One example spiking neural network architecture according to the present disclosure can include one or more (e.g., many) spiking neurons and/or non-spiking neurons. Some or all of the spiking neurons can have the structure and function illustrated in and described with respect to
In some implementations, the neurons of the spiking neural network can be arranged in multiple sequential layers, including, for example, multiple sequential layers that each include spiking neurons (e.g., a “deep” spiking neural network). In one particular example, one or more layers that include spiking neurons can be followed by one or more layers that include non-spiking neurons.
The spiking network can be a feed-forward network, a recurrent network, a convolutional network, or combinations thereof. Connections between neurons in adjacent layers can be structured in an all-to-all configuration and/or in a sparse configuration.
In some implementations, the spiking neural network can encode information in the spike times of spikes that are output by spiking neurons of the network. Thus, the information output of a neuron can be encoded in its spike time, which depends on the timings and weights of presynaptic neurons that caused it to fire. This can enable the network to operate asynchronously. This better models the human brain and enables use of differential equations and backpropagation to adjust the spike timings in the network.
In some implementations, for example in a classification problem, the input class can be determined by which neuron in the output layer spikes first. In some implementations, each spiking neuron in the network is allowed to spike only once per cycle.
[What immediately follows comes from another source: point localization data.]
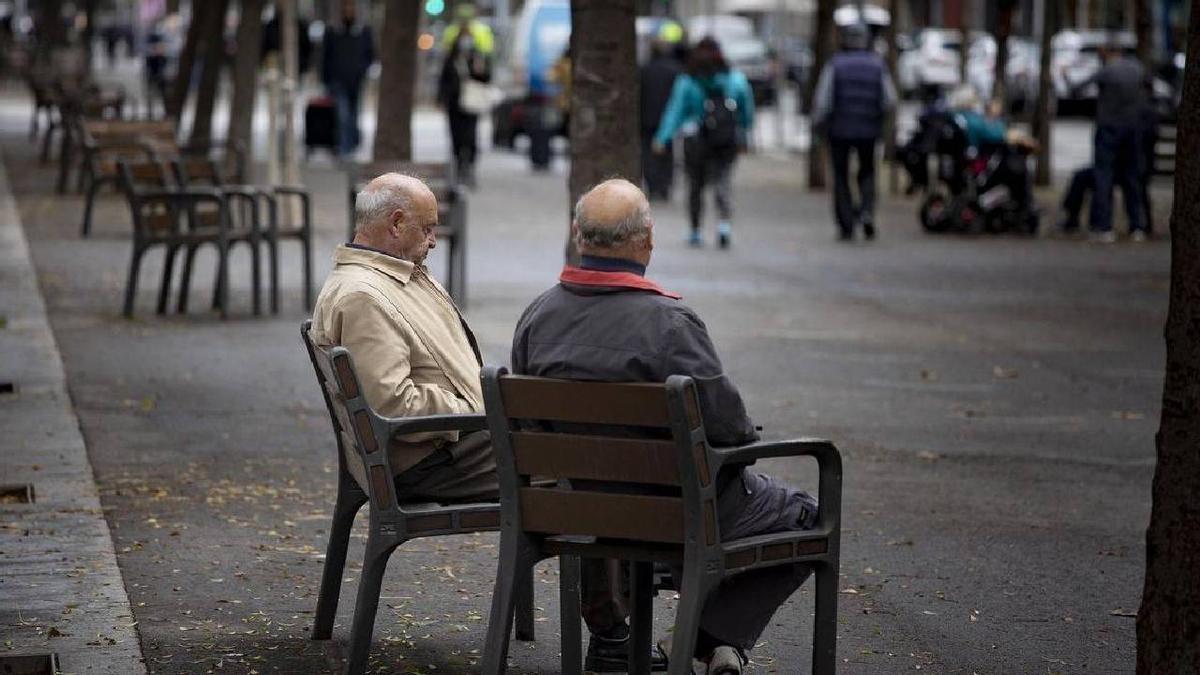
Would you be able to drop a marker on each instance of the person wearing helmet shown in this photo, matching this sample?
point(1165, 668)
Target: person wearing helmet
point(853, 94)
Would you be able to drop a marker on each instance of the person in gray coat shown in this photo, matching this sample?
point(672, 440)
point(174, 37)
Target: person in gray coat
point(648, 334)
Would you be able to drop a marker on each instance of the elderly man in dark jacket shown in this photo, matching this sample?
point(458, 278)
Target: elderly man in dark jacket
point(648, 335)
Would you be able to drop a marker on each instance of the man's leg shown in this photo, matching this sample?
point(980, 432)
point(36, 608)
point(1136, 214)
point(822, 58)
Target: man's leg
point(742, 607)
point(1073, 201)
point(865, 150)
point(721, 168)
point(459, 472)
point(1129, 175)
point(1102, 198)
point(843, 207)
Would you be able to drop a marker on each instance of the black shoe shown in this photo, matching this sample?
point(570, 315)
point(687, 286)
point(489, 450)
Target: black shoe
point(611, 655)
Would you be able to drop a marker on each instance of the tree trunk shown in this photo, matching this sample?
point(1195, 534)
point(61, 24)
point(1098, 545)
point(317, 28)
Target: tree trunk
point(1003, 29)
point(1044, 111)
point(51, 30)
point(397, 58)
point(183, 83)
point(245, 75)
point(604, 97)
point(210, 72)
point(822, 48)
point(1144, 27)
point(889, 121)
point(1169, 619)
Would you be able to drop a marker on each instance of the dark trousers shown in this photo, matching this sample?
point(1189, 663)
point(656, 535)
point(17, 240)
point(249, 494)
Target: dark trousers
point(705, 168)
point(847, 213)
point(463, 137)
point(741, 608)
point(1119, 161)
point(658, 171)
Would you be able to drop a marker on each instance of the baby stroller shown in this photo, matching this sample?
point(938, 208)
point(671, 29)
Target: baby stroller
point(984, 189)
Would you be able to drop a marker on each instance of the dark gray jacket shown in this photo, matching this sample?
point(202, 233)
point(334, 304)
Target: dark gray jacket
point(623, 334)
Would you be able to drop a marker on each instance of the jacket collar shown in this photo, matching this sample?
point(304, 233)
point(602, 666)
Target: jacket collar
point(618, 280)
point(355, 254)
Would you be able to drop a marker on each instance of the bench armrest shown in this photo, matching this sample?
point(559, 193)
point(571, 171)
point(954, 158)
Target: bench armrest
point(828, 464)
point(406, 425)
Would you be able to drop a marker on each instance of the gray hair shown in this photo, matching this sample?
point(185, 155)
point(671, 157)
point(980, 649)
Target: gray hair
point(634, 227)
point(378, 199)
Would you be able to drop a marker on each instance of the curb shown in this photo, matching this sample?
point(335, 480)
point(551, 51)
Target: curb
point(60, 587)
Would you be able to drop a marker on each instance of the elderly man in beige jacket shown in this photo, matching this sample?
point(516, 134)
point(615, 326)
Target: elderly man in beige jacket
point(413, 351)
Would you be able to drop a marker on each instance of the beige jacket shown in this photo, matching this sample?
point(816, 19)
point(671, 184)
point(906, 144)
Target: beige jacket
point(412, 348)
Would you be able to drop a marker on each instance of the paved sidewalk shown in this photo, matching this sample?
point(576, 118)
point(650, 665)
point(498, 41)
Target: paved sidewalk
point(60, 587)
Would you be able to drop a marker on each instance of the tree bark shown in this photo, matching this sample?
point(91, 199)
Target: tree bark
point(1044, 109)
point(1144, 27)
point(604, 97)
point(1003, 29)
point(397, 78)
point(210, 72)
point(183, 83)
point(245, 73)
point(822, 48)
point(1169, 619)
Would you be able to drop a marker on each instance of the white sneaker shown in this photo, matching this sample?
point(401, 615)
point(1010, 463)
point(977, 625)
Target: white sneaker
point(725, 661)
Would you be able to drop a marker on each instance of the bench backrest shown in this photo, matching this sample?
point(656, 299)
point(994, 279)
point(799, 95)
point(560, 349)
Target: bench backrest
point(630, 459)
point(353, 422)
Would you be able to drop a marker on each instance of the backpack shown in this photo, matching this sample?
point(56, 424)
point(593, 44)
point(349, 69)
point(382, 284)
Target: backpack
point(719, 125)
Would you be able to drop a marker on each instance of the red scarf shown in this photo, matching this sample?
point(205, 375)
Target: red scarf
point(581, 276)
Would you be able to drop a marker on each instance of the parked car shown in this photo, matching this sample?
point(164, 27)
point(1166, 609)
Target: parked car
point(934, 61)
point(743, 49)
point(1021, 70)
point(539, 39)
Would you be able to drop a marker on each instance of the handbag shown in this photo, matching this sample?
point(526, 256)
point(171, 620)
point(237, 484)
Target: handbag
point(477, 97)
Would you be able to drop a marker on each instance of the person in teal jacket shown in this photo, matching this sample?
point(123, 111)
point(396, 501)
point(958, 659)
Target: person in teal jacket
point(713, 106)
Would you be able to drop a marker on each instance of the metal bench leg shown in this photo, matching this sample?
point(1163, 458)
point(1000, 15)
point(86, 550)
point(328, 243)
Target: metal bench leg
point(515, 559)
point(131, 285)
point(349, 501)
point(168, 267)
point(569, 609)
point(523, 609)
point(693, 595)
point(641, 617)
point(185, 282)
point(367, 603)
point(825, 623)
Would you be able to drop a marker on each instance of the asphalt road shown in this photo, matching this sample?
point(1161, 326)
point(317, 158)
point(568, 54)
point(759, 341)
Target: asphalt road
point(995, 400)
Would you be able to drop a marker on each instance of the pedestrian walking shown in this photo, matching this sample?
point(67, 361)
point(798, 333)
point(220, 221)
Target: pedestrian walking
point(853, 94)
point(713, 106)
point(465, 94)
point(1119, 156)
point(658, 78)
point(348, 53)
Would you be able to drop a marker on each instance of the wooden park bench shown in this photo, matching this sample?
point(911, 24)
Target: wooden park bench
point(365, 477)
point(636, 482)
point(451, 211)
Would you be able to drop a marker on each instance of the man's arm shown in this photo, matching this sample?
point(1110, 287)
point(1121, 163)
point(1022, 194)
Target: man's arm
point(822, 96)
point(379, 342)
point(690, 351)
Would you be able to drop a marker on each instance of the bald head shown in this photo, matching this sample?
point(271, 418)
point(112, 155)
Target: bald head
point(613, 220)
point(396, 214)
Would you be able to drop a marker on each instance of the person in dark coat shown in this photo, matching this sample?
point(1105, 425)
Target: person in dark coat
point(648, 334)
point(853, 94)
point(348, 54)
point(463, 64)
point(1120, 103)
point(658, 79)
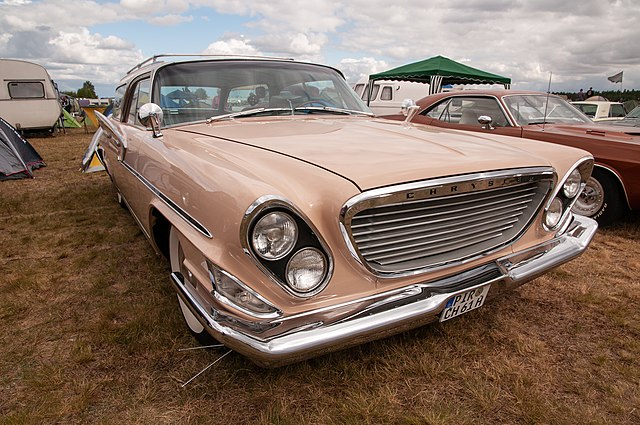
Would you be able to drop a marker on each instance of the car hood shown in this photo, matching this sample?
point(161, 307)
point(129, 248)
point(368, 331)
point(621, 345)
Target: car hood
point(374, 152)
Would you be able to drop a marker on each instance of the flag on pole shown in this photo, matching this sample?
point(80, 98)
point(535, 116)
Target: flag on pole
point(616, 78)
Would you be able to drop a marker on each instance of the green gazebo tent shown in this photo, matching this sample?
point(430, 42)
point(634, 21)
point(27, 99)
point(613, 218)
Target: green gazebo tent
point(439, 71)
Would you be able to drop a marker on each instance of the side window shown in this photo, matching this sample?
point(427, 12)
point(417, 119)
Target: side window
point(473, 107)
point(466, 110)
point(117, 102)
point(387, 93)
point(140, 97)
point(616, 111)
point(442, 111)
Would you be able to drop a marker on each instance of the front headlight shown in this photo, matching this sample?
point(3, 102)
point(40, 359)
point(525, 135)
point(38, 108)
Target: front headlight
point(286, 246)
point(306, 270)
point(553, 213)
point(274, 235)
point(572, 185)
point(229, 290)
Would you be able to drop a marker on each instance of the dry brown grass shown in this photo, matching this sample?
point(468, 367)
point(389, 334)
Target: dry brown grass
point(90, 333)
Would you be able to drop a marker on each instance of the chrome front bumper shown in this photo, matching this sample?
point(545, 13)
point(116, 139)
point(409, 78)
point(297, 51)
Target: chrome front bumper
point(321, 331)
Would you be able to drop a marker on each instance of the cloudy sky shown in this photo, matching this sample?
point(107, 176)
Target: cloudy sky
point(581, 42)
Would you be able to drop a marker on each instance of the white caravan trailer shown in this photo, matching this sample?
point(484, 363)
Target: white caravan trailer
point(387, 96)
point(28, 97)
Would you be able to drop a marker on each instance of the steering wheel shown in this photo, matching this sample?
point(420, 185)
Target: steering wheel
point(316, 102)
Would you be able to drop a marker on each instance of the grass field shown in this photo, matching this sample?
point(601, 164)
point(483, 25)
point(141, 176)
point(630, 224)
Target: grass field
point(90, 333)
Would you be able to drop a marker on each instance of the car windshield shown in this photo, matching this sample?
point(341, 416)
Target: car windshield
point(539, 109)
point(197, 91)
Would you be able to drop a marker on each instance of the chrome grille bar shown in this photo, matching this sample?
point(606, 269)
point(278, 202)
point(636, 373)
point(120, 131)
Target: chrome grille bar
point(409, 230)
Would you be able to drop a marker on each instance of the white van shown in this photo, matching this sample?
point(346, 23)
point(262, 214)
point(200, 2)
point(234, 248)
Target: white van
point(387, 96)
point(28, 97)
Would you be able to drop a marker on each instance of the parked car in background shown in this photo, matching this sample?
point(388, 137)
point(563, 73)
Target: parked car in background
point(306, 225)
point(599, 110)
point(632, 119)
point(614, 186)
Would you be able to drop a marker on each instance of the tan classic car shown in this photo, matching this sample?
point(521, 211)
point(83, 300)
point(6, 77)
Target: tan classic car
point(296, 223)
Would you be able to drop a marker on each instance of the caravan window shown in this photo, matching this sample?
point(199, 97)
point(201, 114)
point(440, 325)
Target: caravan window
point(376, 88)
point(617, 110)
point(387, 93)
point(117, 102)
point(26, 90)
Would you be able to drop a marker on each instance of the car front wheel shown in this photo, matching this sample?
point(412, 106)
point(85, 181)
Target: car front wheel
point(177, 260)
point(600, 199)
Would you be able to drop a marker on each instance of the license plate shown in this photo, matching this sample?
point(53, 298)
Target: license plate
point(464, 302)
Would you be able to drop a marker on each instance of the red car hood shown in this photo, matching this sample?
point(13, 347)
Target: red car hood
point(373, 152)
point(611, 132)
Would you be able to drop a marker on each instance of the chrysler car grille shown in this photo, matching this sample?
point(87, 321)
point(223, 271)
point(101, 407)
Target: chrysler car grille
point(421, 225)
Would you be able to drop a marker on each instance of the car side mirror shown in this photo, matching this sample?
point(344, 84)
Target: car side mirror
point(151, 115)
point(485, 121)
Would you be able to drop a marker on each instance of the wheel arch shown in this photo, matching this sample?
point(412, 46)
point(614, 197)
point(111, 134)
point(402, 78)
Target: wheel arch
point(616, 179)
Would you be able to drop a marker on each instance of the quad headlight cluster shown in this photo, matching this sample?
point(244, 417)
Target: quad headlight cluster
point(288, 248)
point(567, 194)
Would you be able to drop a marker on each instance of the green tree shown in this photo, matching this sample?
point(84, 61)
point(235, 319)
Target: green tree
point(87, 91)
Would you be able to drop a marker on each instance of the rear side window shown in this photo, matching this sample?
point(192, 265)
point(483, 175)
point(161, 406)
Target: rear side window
point(140, 97)
point(26, 90)
point(117, 102)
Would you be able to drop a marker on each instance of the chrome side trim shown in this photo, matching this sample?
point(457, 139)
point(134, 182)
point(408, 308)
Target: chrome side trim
point(168, 202)
point(383, 314)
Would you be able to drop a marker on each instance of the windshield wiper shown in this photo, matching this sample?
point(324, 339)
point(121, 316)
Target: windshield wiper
point(540, 122)
point(246, 113)
point(332, 109)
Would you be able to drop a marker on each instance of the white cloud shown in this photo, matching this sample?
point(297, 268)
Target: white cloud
point(580, 42)
point(358, 69)
point(170, 20)
point(232, 46)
Further, in some implementations, use of an asynchronous network can enable multiple rhythms or flows of information (also known as “wavefronts”) to propagate through the network at the same time, which can allow for parallel, sequential, and/or recurrent processing of input. For example, multiple wavefronts can propagate through the network at different phases (e.g., different but coherent phases). Propagation of wavefronts in this manner does not rely on synchronized clocking. Instead, the wavefront is itself the clocking. In some implementations, explicit clocking policies can be imposed at or around interfaces for data input and/or output.
In one particular example, the spiking neural network can be toroidal in structure. In such implementations, wavefronts can be cyclically propagated around the toroidal network with or without additional input, output, and/or other modifications (e.g., sequential input can be input over time at each cycle).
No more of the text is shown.